(ca. 770–840)
The life of the Frankish emperor CHARLEMAGNE is best recorded by the Benedictine monk Einhard in his biography, Vita Karoli Magni Imperatoris (ca. 830). Einhard was born around 770 in Seligenstadt in the area of the Maingau as the son of an East Frankish aristocratic family.He received his education in the famous monastery of Fulda, which had been founded by St. Boniface in 744.Working in the scriptorium, between 788 and 791, Einhard copied a number of manuscripts. To further his education, Einhard was sent to the court of Charlemagne, where he became the student of ALCUIN who gave him the nickname Nardulus (Little Nard) because of his small stature.His outstanding abilities in the areas of architecture and painting were soon recognized since he was put in charge of building palatial residences in Aachen and elsewhere, and accepted into the group of the king’s intimate advisers in 996 or 997.Charlemagne also employed him as his spokesperson and diplomat. For instance, in 813 Einhard went to Rome to get the pope’s approval for the elevation of Charlemagne’s son Louis the Pious, who had been his own student, to the rank of co-emperor. After Charlemagne’s death in 814, Einhard continued to serve in his highly esteemed functions at court and received from Louis, together with his wife Imma (who died in 836), an estate in Michelstadt in 815. In 827 he had the relics of the saints Marcellinus and Peter transferred from Rome to his abbey in Michelbach in the Odenwald, and later to Mühlhaim (today east of Frankfurt). This transfer, which basically amounted to theft, Einhard discussed in 830 in his Translatio et Miracula S. Marcellini et Petri (The translation of the saints Marcellinus and Peter). Einhard also seems to have composed a number of poems while he studied under Alcuin, but none has survived.

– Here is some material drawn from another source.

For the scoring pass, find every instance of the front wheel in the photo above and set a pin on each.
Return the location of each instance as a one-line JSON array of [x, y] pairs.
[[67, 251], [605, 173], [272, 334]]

Einhard is most famous for his Vita Karoli Magni Imperatoris, which he based on the Annales royals (The royal annals), diplomatic, and juridical writings, and, of course, on his personal experiences with the emperor. This Vita was the first of its kind in the Middle Ages and was highly praised by Einhard’s contemporaries WALAFRID STRABO and Lupus of Ferriore, and was copied throughout the entire Middle Ages. Einhard glorifies Charlemagne and praises him above all for his magnanimitas (generosity) and constantia (constancy). The author drew much rhetorical material from classical sources, such as Suetonius’s lives of the emperors, but the Vita still offers a detailed and more or less realistic portrait of Charlemagne and his life, discussing his military accomplishments, his family, his hospitality to foreigners, his personal lifestyle, his patronage of the liberal arts, his religiosity, charity, building programs, his coronation as emperor in 800, and finally Charlemagne’s death in 814, along with his last will. Einhard also composed many letters, 58 of which have survived, the earliest dating from 823. He continued to write treatises and other texts until his old age, such as his Questio de adoranda cruce (On worshiping the cross).He died in 840 in Seligenstadt.
Bibliography
■ Einhard. Charlemagne’s Courtier: The Complete Einhard. Edited and translated by Paul Edward Dutton. Readings in Medieval Civilizations and Cultures 3. Peterborough, Ontario: Broadview Press, 1998.
■ Tischler,Matthias M. Einharts Vita Karoli: Studien zur Entstehung, Überlieferung und Rezeption. 2 vols. Monumenta Germaniae Historica, Schriften 48. Hannover, Germany: Hahnsche Buchhandlung, 2001.